Founder raising a round? HummingDeck. The thing you care about isn't whether the deck got opened, it's which specific partner at which specific fund read past the team slide, who came back to the deck before the partner meeting, and which associate they forwarded it to. Those signals only exist when the link knows who the person is. And the fundraising send is almost never just the deck. The financial model, the cap table, the diligence PDFs all belong in the same conversation. HummingDeck wraps them in a Data Room.

AE or sales lead sending the deck as part of a proposal? Same answer. You want per-recipient tracking because deals move on what specific people do, not on aggregate views, and you want accept / decline / request-changes built into the viewer when the deck doubles as the proposal. Deal Rooms cover the deck-plus-pricing-plus-case-study send.

Stack with multiple tools (Figma for some decks, Claude Design for others, Keynote, PowerPoint, the occasional v0 prototype)? You need one tracking layer over all of them, or you'll be reading four different dashboards. That's the use case HummingDeck was built around.

Nothing stops you from running both. Plenty of teams use Pitchdeck for internal Figma reviews and HummingDeck for anything that crosses the company boundary.

Beyond Figma: the same flow for other deck tools

The export-upload-tracked-link path works for any deck format that exports out of its native tool:

  • Keynote → export to PDF → tracked link.
  • Google Slides → publish to PDF → tracked link.
  • Canva → export → tracked link.
  • PowerPoint → upload .pptx directly, no PDF step needed.
  • Claude Design and other AI deck builders → export as HTML or PDF → tracked link. See How to Share a Claude Design Artifact for the HTML path.

Every one of these tools has the same gap as Figma Slides on the native share link: anyone-with-link, no per-recipient tracking, no engagement data.
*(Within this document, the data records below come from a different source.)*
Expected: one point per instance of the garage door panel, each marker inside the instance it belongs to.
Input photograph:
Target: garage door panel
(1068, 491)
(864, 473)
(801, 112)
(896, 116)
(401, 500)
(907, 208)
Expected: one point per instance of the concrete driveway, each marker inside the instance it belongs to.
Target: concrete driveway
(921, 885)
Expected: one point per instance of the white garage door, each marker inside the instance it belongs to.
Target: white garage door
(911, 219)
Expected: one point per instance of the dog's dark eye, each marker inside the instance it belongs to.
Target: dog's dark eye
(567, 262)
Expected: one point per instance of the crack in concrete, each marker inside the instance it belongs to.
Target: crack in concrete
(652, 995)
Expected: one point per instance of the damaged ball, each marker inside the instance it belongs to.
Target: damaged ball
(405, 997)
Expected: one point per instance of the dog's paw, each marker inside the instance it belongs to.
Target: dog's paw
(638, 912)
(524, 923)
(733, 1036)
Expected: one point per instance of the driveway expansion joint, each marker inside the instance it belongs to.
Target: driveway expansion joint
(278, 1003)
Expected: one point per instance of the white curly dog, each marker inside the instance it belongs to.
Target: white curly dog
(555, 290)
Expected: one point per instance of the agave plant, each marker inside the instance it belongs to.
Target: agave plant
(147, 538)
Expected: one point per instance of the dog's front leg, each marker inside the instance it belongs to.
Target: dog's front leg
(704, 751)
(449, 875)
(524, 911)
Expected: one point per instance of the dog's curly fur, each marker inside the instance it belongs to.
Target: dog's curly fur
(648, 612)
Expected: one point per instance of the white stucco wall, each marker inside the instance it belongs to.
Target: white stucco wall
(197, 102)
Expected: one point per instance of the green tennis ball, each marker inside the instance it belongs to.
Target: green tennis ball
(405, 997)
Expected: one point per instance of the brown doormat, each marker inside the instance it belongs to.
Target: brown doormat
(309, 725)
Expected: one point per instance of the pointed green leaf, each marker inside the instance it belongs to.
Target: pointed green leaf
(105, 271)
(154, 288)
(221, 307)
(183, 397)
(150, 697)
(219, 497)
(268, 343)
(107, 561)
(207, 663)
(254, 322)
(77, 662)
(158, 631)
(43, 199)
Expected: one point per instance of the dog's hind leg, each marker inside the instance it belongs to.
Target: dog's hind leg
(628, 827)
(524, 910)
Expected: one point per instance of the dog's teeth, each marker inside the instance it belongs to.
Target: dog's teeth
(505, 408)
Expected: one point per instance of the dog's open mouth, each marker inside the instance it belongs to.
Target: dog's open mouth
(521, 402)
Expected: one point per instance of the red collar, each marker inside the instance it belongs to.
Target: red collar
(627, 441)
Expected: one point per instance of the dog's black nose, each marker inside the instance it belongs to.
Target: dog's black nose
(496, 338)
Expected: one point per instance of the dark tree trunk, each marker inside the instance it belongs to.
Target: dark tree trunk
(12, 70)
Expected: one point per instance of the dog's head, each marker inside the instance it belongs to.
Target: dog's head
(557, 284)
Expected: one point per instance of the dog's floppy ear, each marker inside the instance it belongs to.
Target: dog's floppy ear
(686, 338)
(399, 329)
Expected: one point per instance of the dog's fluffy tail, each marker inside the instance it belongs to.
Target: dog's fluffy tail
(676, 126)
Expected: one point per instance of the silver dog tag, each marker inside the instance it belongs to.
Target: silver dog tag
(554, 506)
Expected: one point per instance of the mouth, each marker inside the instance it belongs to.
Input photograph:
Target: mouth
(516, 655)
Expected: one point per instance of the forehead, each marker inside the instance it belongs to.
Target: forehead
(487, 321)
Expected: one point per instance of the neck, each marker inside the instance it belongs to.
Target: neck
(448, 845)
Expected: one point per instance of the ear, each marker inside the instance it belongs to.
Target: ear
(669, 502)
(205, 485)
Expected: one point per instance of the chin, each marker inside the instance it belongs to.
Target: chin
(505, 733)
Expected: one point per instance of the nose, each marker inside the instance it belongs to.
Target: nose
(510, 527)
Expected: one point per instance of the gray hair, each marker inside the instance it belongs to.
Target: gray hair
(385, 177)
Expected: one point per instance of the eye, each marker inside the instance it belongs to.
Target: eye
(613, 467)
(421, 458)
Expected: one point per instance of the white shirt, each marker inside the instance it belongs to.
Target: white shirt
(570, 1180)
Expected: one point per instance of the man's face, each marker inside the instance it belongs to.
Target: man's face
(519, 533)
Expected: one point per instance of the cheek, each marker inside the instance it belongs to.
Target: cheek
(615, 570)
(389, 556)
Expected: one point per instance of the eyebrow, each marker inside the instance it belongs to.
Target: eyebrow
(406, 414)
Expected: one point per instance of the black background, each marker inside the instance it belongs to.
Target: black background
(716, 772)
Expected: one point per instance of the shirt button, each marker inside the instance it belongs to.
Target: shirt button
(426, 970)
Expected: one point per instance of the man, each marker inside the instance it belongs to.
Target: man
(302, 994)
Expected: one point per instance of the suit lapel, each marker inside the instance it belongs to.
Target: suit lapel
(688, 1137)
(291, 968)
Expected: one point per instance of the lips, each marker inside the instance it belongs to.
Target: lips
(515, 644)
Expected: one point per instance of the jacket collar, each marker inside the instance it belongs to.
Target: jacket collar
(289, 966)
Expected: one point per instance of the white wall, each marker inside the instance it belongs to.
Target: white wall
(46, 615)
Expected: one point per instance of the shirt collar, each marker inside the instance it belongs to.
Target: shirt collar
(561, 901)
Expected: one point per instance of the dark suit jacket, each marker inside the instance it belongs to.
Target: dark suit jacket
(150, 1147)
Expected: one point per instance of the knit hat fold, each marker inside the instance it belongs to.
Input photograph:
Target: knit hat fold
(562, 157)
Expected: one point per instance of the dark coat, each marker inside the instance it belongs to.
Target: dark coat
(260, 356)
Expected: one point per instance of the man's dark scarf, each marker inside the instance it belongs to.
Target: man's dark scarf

If your stack has more than one of them, a cross-format tracking layer matters more than any single in-tool plugin.

Bottom line

Figma Slides solved a real problem: building the deck without leaving the design system. The send is still unsolved territory inside Figma itself. Viewer history is a step, but it only covers people who are already in your Figma org, which is roughly the opposite of the audience you usually need it for.

If your team is Figma-native and your audience is small and trusted, the Hypermatic Pitchdeck plugin is the cleanest answer. If you're sending externally to investors, prospects, or customers and need per-recipient identity, bot-filtered signal, accept/decline workflow on proposals, multi-doc Deal Rooms or Data Rooms for the broader send, mobile sender admin, and one tracking layer regardless of what format the deck ships in, that's what HummingDeck is for.